Usually, one or two classes per week, combined with homework of a few minutes per day, is recommended. Classes take place after school and are 1,5 hours long.
Du Plessis believes that allopathic medication for ADD should be considered by parents in consultation with appropriate treating professionals only after training in foundational cognitive skills has taken place and clinically natural medicines have been tried.
Edublox has received positive feedback from parents who have used Bacopa monnieri for their children.
View further case studies on the improvement in children’s concentration and school performance after cognitive skills training at: www.edubloxtutor.com.
Tips to improve concentration
Mind Edge founder, Alan Yip, shares some basic concentration tips:
Staying focused during homework or exam preparation
• Tackle the most challenging projects when you are at your peak level of alertness.
• Be positive and tell yourself that you can manage the assignment.
• Ideally, study alone so hat other people won’t interrupt your concentration.
• Get into the right frame of mind. Put all your worries and distractions aside, perhaps by writing them down as a list for later consideration.
• Cut out external distractions like the TV or radio playing in the background. Put your cell phone away.
• Plan what you are going to do before studying. Research shows that this alone can boost your concentration by 200 to 400%.
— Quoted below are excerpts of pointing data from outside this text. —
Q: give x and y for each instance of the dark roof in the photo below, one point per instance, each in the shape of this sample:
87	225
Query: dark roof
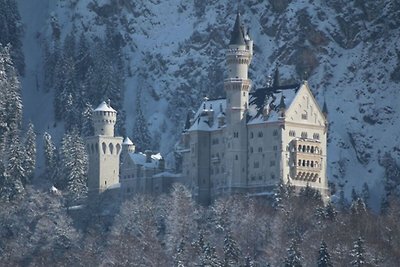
237	37
260	96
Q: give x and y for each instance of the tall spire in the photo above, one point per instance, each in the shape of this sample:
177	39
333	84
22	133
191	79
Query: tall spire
325	109
237	36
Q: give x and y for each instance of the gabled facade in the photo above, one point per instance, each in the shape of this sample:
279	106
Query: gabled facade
250	142
143	173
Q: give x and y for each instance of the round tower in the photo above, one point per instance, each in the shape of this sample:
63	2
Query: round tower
104	118
237	85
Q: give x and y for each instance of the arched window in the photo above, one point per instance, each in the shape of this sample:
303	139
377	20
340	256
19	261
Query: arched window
118	146
111	147
104	146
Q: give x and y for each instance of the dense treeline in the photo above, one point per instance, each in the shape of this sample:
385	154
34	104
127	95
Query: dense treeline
295	230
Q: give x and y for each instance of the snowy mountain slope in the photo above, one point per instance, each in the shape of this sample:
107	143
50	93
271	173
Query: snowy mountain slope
175	52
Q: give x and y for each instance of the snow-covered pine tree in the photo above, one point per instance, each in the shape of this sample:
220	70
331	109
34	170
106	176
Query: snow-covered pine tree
83	58
12	109
231	250
365	193
357	253
50	156
324	258
293	258
12	177
75	166
180	222
330	212
29	161
141	135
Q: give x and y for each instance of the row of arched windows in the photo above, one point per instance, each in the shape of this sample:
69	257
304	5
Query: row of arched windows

• Have clear, concrete goals – for example, how many sums or pages of history you are going to learn.
• Study for 30 to 40 minutes.
• Before you switch to the next subject, read just one more page. It’s like doing one more bench press to improve and push your concentration to its maximum limit.
Train your child to concentrate
Train your child to concentrate by doing the following exercises, first for just a minute and then for slightly longer periods of time:
• Close your eyes. Visualize a clear picture of an object like an apple. Hold it still in your mind counting from 30 backward to one.
• Use an inspiring word or phrase like “I can do it!” or “Success” and repeat it in your head for one to five minutes. This helps to build endurance and the muscle of concentration.
• Get your child to count the number of words or punctuation marks in a passage. Then get them to count at a higher level by only using their eyes, and not their fingers.